The FDA granted the Company permission to proceed with a Phase I trial in late June. The Phase II CS-AKI trial plans to recruit up to 240 patients and will be a double-blinded, placebo-controlled study conducted in hospital sites in Canada, Turkey and the United States. Patient recruitment is expected to begin in Turkey in early 2024, upon approval from the local ethics committee.

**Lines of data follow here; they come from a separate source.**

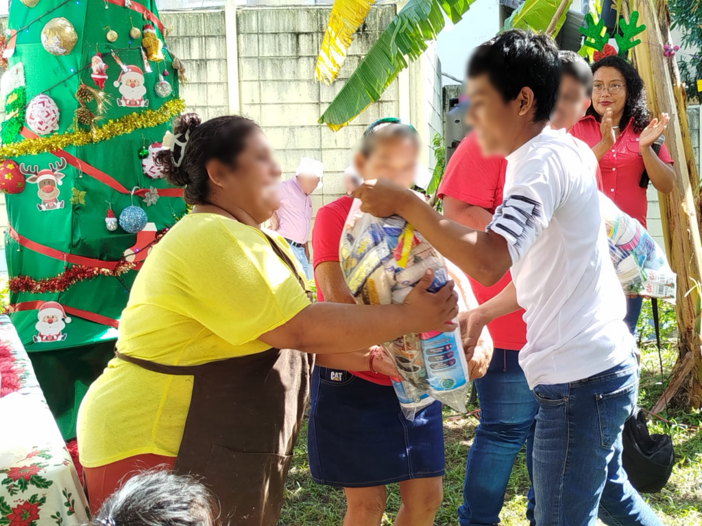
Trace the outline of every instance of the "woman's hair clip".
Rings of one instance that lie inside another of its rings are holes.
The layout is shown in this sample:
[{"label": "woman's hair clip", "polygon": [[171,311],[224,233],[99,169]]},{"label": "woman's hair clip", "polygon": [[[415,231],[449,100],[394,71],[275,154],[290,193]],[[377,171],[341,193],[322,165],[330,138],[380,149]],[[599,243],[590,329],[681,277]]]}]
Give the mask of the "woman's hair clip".
[{"label": "woman's hair clip", "polygon": [[180,168],[180,164],[183,163],[185,147],[187,146],[187,142],[190,139],[190,129],[186,130],[183,133],[178,133],[175,135],[167,131],[164,135],[164,140],[161,142],[163,147],[171,150],[171,160],[173,161],[173,166],[177,168]]},{"label": "woman's hair clip", "polygon": [[372,133],[373,132],[376,131],[376,130],[379,130],[381,128],[384,128],[385,126],[387,126],[389,124],[404,124],[404,126],[409,126],[409,128],[416,131],[414,126],[413,126],[411,124],[407,124],[406,123],[404,123],[401,119],[398,119],[397,117],[383,117],[382,119],[378,119],[371,123],[368,126],[368,128],[366,128],[366,131],[363,133],[363,136],[366,137],[369,134]]}]

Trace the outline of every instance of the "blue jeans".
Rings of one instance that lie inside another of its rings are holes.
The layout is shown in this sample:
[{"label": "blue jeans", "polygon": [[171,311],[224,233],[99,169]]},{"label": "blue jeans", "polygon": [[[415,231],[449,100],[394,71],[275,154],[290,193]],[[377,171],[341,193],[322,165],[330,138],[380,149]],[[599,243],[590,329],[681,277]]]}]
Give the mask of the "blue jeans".
[{"label": "blue jeans", "polygon": [[626,316],[624,318],[624,323],[632,335],[636,332],[636,324],[639,322],[643,303],[644,299],[641,296],[626,299]]},{"label": "blue jeans", "polygon": [[660,526],[622,467],[621,433],[636,405],[634,354],[569,384],[537,385],[534,489],[538,526]]},{"label": "blue jeans", "polygon": [[[517,454],[526,443],[526,467],[531,476],[534,417],[538,404],[519,367],[519,353],[496,349],[487,373],[475,381],[480,424],[475,430],[463,483],[461,526],[497,525],[505,490]],[[529,492],[526,517],[534,517],[534,493]]]},{"label": "blue jeans", "polygon": [[307,255],[305,253],[305,247],[291,245],[290,248],[293,250],[293,254],[295,255],[296,259],[303,266],[303,270],[305,271],[305,276],[307,276],[307,280],[312,279],[312,269],[310,268],[310,260],[307,259]]}]

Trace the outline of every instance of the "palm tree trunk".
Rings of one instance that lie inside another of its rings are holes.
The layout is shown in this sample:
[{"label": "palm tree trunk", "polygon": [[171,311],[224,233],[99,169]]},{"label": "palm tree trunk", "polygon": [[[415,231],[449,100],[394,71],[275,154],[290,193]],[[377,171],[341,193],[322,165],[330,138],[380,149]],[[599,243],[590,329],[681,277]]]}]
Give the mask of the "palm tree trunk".
[{"label": "palm tree trunk", "polygon": [[[622,11],[629,11],[628,2],[621,2]],[[665,133],[665,144],[675,161],[675,187],[668,195],[658,194],[661,218],[670,267],[677,274],[675,311],[680,335],[680,356],[674,372],[689,363],[692,367],[681,386],[689,390],[689,401],[702,406],[702,355],[696,328],[700,316],[700,283],[702,272],[702,241],[695,191],[698,184],[697,168],[686,112],[685,90],[680,81],[677,65],[663,54],[663,46],[670,43],[670,15],[662,0],[633,0],[639,11],[639,22],[645,31],[639,35],[642,43],[632,49],[633,61],[646,86],[649,104],[656,115],[661,112],[672,119]],[[668,395],[670,396],[670,393]],[[668,398],[670,399],[670,398]]]}]

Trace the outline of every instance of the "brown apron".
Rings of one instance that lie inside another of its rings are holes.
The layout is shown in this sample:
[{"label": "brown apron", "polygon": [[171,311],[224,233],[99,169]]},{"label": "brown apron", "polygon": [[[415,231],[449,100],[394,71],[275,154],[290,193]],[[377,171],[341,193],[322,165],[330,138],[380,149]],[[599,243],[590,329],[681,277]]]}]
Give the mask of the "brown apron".
[{"label": "brown apron", "polygon": [[[264,235],[307,292],[290,258]],[[115,355],[150,371],[193,377],[174,471],[204,477],[219,499],[223,524],[275,526],[310,395],[314,356],[270,349],[180,366]]]}]

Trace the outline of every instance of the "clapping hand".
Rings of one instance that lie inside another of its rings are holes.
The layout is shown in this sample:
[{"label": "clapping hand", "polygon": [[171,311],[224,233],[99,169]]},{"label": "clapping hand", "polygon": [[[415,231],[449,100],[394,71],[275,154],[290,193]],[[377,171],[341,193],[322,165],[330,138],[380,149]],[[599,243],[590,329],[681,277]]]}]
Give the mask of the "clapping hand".
[{"label": "clapping hand", "polygon": [[649,123],[639,136],[639,148],[643,149],[653,144],[656,140],[663,135],[670,121],[670,116],[667,113],[661,114],[661,119],[654,119]]}]

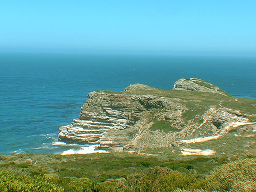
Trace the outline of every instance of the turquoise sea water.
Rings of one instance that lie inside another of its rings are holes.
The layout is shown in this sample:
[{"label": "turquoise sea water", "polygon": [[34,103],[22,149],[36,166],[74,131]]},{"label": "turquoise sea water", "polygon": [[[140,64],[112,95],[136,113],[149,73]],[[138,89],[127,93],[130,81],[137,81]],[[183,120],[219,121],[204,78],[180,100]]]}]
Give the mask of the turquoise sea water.
[{"label": "turquoise sea water", "polygon": [[79,116],[87,94],[140,83],[173,89],[196,77],[256,99],[255,57],[0,54],[0,154],[61,153],[58,127]]}]

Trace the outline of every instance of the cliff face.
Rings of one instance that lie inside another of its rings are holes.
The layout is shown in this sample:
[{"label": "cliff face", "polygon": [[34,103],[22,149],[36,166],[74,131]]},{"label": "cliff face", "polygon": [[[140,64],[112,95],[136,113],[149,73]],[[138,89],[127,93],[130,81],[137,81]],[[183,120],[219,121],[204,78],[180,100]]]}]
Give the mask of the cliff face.
[{"label": "cliff face", "polygon": [[88,97],[79,118],[59,128],[59,140],[132,151],[217,138],[232,130],[255,127],[254,108],[245,110],[242,99],[197,78],[178,80],[174,90],[135,84],[124,92],[94,91]]}]

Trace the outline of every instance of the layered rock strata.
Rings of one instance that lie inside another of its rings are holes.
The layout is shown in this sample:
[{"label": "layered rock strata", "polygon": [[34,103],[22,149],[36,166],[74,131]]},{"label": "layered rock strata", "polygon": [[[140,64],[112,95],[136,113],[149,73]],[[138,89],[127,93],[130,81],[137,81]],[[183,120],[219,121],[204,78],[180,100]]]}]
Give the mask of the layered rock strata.
[{"label": "layered rock strata", "polygon": [[195,78],[180,79],[174,90],[135,84],[124,92],[94,91],[88,96],[79,118],[59,128],[59,140],[122,151],[218,139],[239,127],[256,129],[248,118],[256,112],[222,106],[238,99]]}]

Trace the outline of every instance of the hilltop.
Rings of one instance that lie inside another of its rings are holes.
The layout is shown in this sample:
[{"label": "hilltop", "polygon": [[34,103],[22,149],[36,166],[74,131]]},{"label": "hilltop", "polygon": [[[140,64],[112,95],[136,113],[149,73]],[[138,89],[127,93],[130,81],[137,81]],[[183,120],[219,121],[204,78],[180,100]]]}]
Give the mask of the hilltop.
[{"label": "hilltop", "polygon": [[0,191],[255,191],[255,100],[195,78],[88,97],[59,139],[112,153],[0,155]]},{"label": "hilltop", "polygon": [[255,155],[256,101],[202,79],[181,79],[173,90],[134,84],[88,97],[79,118],[60,127],[59,140],[115,152],[178,146],[184,155],[231,153],[233,150]]}]

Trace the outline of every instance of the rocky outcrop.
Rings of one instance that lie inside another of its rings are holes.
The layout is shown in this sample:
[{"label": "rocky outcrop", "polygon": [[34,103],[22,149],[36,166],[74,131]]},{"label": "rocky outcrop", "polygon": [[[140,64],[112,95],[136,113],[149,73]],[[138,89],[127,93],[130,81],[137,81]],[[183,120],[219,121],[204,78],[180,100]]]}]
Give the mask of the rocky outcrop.
[{"label": "rocky outcrop", "polygon": [[174,90],[198,91],[203,92],[219,93],[227,95],[218,87],[197,78],[190,79],[180,79],[174,84]]},{"label": "rocky outcrop", "polygon": [[[218,138],[238,127],[255,126],[248,114],[222,106],[223,101],[234,98],[210,83],[181,79],[174,89],[135,84],[123,92],[91,92],[79,118],[59,128],[58,139],[97,144],[109,151],[132,151]],[[193,99],[187,99],[185,90],[209,93],[207,98],[192,94]]]}]

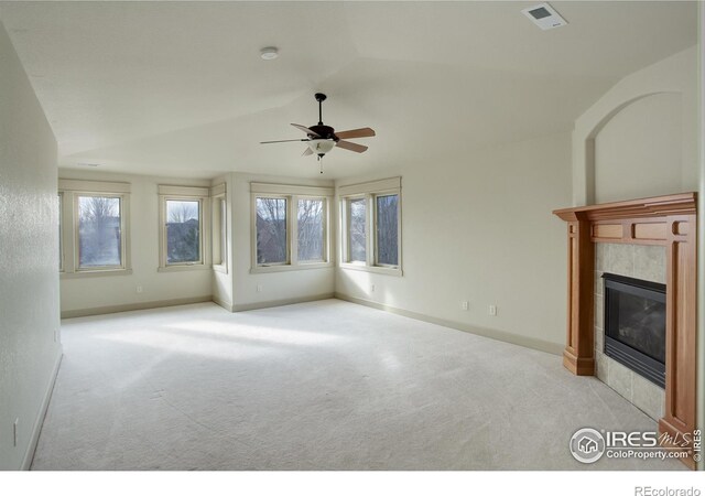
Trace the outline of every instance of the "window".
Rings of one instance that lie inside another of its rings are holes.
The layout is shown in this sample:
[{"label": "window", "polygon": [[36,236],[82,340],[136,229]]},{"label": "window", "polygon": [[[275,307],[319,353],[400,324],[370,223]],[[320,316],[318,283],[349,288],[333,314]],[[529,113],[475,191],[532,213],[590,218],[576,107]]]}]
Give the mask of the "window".
[{"label": "window", "polygon": [[323,262],[324,225],[323,198],[299,198],[299,261]]},{"label": "window", "polygon": [[332,187],[251,183],[252,272],[329,267]]},{"label": "window", "polygon": [[160,185],[160,271],[209,268],[204,233],[208,233],[209,190]]},{"label": "window", "polygon": [[119,196],[77,195],[78,269],[122,267]]},{"label": "window", "polygon": [[200,202],[166,200],[166,265],[200,260]]},{"label": "window", "polygon": [[378,266],[399,265],[398,214],[399,195],[378,195],[375,197],[376,265]]},{"label": "window", "polygon": [[130,185],[77,180],[58,185],[62,278],[129,273]]},{"label": "window", "polygon": [[341,267],[401,276],[401,177],[340,186]]},{"label": "window", "polygon": [[367,200],[350,198],[348,201],[348,261],[367,261]]},{"label": "window", "polygon": [[259,197],[257,205],[257,265],[289,263],[286,198]]}]

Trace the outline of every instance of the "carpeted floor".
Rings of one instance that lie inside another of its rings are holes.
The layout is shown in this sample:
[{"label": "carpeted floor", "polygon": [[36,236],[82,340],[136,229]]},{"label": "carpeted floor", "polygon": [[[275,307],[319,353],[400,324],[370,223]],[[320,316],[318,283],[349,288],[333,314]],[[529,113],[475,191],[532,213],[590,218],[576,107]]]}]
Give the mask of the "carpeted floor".
[{"label": "carpeted floor", "polygon": [[554,355],[338,300],[68,320],[33,470],[679,470],[576,462],[655,422]]}]

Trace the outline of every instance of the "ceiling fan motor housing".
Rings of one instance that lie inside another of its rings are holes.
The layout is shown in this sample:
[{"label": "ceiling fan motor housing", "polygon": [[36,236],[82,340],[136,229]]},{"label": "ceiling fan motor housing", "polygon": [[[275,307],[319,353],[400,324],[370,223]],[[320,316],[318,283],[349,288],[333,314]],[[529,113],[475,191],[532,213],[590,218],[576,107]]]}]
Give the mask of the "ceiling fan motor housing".
[{"label": "ceiling fan motor housing", "polygon": [[[335,129],[333,129],[330,126],[325,126],[325,125],[308,126],[308,129],[311,129],[313,132],[318,134],[319,138],[323,138],[326,140],[334,140],[336,142],[338,141],[338,138],[335,136]],[[316,138],[316,136],[308,134],[308,138]]]}]

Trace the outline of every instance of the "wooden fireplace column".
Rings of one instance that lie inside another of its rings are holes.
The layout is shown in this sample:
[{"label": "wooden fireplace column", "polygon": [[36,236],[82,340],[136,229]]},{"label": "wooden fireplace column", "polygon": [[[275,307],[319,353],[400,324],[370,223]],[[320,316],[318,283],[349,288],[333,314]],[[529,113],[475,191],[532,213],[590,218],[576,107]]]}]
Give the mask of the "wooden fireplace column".
[{"label": "wooden fireplace column", "polygon": [[[696,416],[697,245],[695,193],[563,208],[567,223],[568,322],[563,365],[595,374],[595,244],[660,245],[666,249],[665,413],[659,432],[692,439]],[[686,443],[684,448],[690,448]],[[683,460],[695,467],[692,457]]]}]

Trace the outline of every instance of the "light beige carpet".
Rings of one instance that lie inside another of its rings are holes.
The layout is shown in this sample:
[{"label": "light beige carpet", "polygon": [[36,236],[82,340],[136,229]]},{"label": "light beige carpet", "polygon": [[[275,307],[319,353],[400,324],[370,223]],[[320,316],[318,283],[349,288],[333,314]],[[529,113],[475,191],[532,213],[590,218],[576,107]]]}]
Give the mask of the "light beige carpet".
[{"label": "light beige carpet", "polygon": [[568,452],[655,423],[558,356],[337,300],[68,320],[34,470],[657,468]]}]

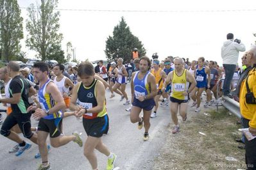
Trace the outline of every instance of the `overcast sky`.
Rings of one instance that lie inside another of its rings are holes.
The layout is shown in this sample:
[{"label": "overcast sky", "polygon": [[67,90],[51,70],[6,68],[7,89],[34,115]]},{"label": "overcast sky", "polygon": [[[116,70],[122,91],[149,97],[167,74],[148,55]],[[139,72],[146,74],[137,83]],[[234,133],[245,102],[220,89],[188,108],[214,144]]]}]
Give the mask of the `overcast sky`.
[{"label": "overcast sky", "polygon": [[[36,2],[18,0],[20,7],[28,7]],[[256,40],[253,35],[256,33],[255,0],[61,0],[58,8],[124,10],[60,11],[60,32],[64,38],[62,49],[65,51],[65,44],[71,42],[80,60],[105,59],[105,41],[109,35],[112,36],[114,27],[122,16],[132,33],[144,44],[149,57],[157,52],[160,59],[173,56],[192,60],[203,56],[221,63],[221,47],[227,33],[233,33],[235,38],[241,39],[246,50]],[[22,9],[24,27],[27,14],[27,10]],[[26,33],[24,35],[26,37]],[[33,58],[35,53],[25,48],[24,41],[22,45],[29,58]]]}]

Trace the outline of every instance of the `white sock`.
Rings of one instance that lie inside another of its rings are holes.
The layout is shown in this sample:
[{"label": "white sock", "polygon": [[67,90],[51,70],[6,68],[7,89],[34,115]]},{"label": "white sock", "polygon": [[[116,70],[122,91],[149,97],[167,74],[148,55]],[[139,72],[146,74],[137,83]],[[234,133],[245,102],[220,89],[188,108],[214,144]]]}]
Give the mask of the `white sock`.
[{"label": "white sock", "polygon": [[113,157],[113,153],[110,152],[110,154],[108,157],[108,158],[112,158]]}]

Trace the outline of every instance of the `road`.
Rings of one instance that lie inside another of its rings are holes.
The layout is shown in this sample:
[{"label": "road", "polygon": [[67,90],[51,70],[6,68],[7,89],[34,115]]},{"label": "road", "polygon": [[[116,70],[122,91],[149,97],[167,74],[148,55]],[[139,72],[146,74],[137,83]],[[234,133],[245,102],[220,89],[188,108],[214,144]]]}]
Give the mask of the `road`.
[{"label": "road", "polygon": [[[130,84],[127,85],[126,91],[130,98]],[[102,138],[110,151],[117,155],[115,166],[119,169],[152,169],[153,160],[157,157],[167,135],[166,128],[171,120],[169,107],[159,107],[157,117],[150,120],[149,140],[144,142],[142,140],[144,128],[138,130],[137,123],[130,122],[129,113],[124,110],[128,106],[123,105],[124,100],[119,102],[119,96],[115,95],[112,99],[109,98],[110,96],[110,93],[107,92],[110,129],[108,134]],[[31,122],[33,127],[37,126],[38,122],[32,118]],[[86,140],[87,135],[82,123],[75,117],[64,118],[63,125],[65,135],[71,135],[77,130],[82,132],[83,141]],[[3,136],[0,137],[0,169],[37,169],[41,160],[34,158],[35,154],[38,151],[36,144],[33,144],[29,150],[17,157],[14,153],[8,153],[9,149],[15,143]],[[31,143],[26,139],[25,141]],[[49,143],[49,139],[47,141]],[[73,142],[58,148],[51,148],[48,158],[51,169],[91,169],[83,150],[83,148]],[[98,158],[98,169],[105,169],[107,157],[98,151],[96,153]]]}]

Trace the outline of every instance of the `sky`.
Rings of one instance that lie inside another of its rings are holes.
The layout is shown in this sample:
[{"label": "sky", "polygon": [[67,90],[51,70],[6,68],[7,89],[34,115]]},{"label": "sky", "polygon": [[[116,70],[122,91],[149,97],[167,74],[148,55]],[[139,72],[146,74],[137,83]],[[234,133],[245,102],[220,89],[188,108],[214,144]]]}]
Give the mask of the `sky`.
[{"label": "sky", "polygon": [[[22,8],[36,3],[18,0]],[[221,49],[227,33],[241,39],[246,50],[256,40],[255,0],[59,0],[57,8],[72,10],[60,11],[62,46],[66,51],[71,42],[80,61],[106,59],[105,42],[122,17],[143,43],[146,56],[157,52],[160,59],[173,56],[191,61],[203,56],[221,65]],[[26,38],[28,12],[21,12]],[[24,40],[22,49],[32,58],[36,53],[26,47]]]}]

Sites in the U.S. may be added in future. Once sites are active in the trial, patient recruitment will be done on a competitive basis between sites, until the planned total number of patients are recruited into the study. This study is designed to produce a signal of safety and efficacy that would support a larger Phase III trial, and eventually the approval of LSALT peptide as a new pharmaceutical product.

Cardiac surgery-associated AKI is often caused by ischemia reperfusion injury (IRI) that reduces blood flow and thus oxygen (ischemia) in the kidney causing kidney cell damage. Cardiopulmonary bypass (CPB) surgery occurs in nearly 1 million patients per year. Approximately 0.6% to 5% of patients undergoing cardiac surgery will require immediate postoperative dialysis or renal replacement therapy, and these patients have a very high early mortality rate up to 25% compared with 1% to 2% in patients who do not require immediate postoperative dialysis (Conlon et al, 19991, Chertow et al, 20052, Zakeri et al, 20053, Ivertet al, 20144, Harky et al, 20205).